I guess that is more secure?



  •  So I am having problems with one of 3 login IDs I have (do not get me started on that), so from work, I email the Help Desk using my work email, and get this response:

     "You password is not locked and is not showing any incorrect logins. If you want to have it reset you have to call in as we have to verify user name security."

    He was looking at the wrong ID, which I can let go, but I fail to see how calling is more secure than me sending an email from one of my accounts (the account he thinks I am locked out of...)?

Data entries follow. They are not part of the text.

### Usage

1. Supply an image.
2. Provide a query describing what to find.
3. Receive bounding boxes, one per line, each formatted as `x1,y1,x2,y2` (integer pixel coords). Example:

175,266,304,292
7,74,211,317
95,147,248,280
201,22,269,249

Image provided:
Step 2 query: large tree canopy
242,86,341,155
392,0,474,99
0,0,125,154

Its not like I know him well enough to know my voice.

    And for humor sake, though its a large building, the responder sits on the other side of my cubicle wall.



  • Monkey read script, monkey follow script, monkey get banana!

     




  • If you share a cubicle wall then trust me, he knows you by voice.




  • If the responder is that close then s/he is screwing with you.

     



  • Yeah, that email clearly has your address in the "from" header.  It couldn't have possibly been from somebody else.  SMTP is so very secure.

    Yeah, you can forge caller ID almost as easily, but maybe he needed to ask you questions whose answers you'd rather not have stored in a mail server somewhere?



  • @snoofle said:

    Monkey read script, monkey follow script, monkey get banana!

     

     

    Do I get my banana now?



  • @vt_mruhlin said:

    Yeah, that email clearly has your address in the "from" header.  It couldn't have possibly been from somebody else.  SMTP is so very secure.

    Yeah, you can forge caller ID almost as easily, but maybe he needed to ask you questions whose answers you'd rather not have stored in a mail server somewhere?

     

     

    Good call, I did not think about that. I just decided to walk around the wall and introduce myself (he really did not know who I was...)



  • @vt_mruhlin said:

    Yeah, that email clearly has your address in the "from" header.  It couldn't have possibly been from somebody else.  SMTP is so very secure.
    Sure, you can forge the "from" header... but it's not like you'd get the inevitable reply.

    e.g., Eve@example.com fakes an email to alice@example.com, with a forged From: bob@example.com header.  Alice replies.  bob@example.com receives the email.  Not eve.

    Now, it'd probably be good to make sure that alice's first reply, in this situation is, "Please confirm that you'd like your password reset by replying to this email", rather than acting on the initial communication (since it may be forged).  But once you've established that the person that reads bob@example.com actually wants this action to take place, you're in the clear.



  • @merreborn said:

    @vt_mruhlin said:

    Yeah, that email clearly has your address in the "from" header.  It couldn't have possibly been from somebody else.  SMTP is so very secure.
    Sure, you can forge the "from" header... but it's not like you'd get the inevitable reply.

    e.g., Eve@example.com fakes an email to alice@example.com, with a forged From: bob@example.com header.  Alice replies.  bob@example.com receives the email.  Not eve.

    Now, it'd probably be good to make sure that alice's first reply, in this situation is, "Please confirm that you'd like your password reset by replying to this email", rather than acting on the initial communication (since it may be forged).  But once you've established that the person that reads bob@example.com actually wants this action to take place, you're in the clear.

    Unless they are using return-path to provide an alternative reply address, which might go unnoticed in the composition window.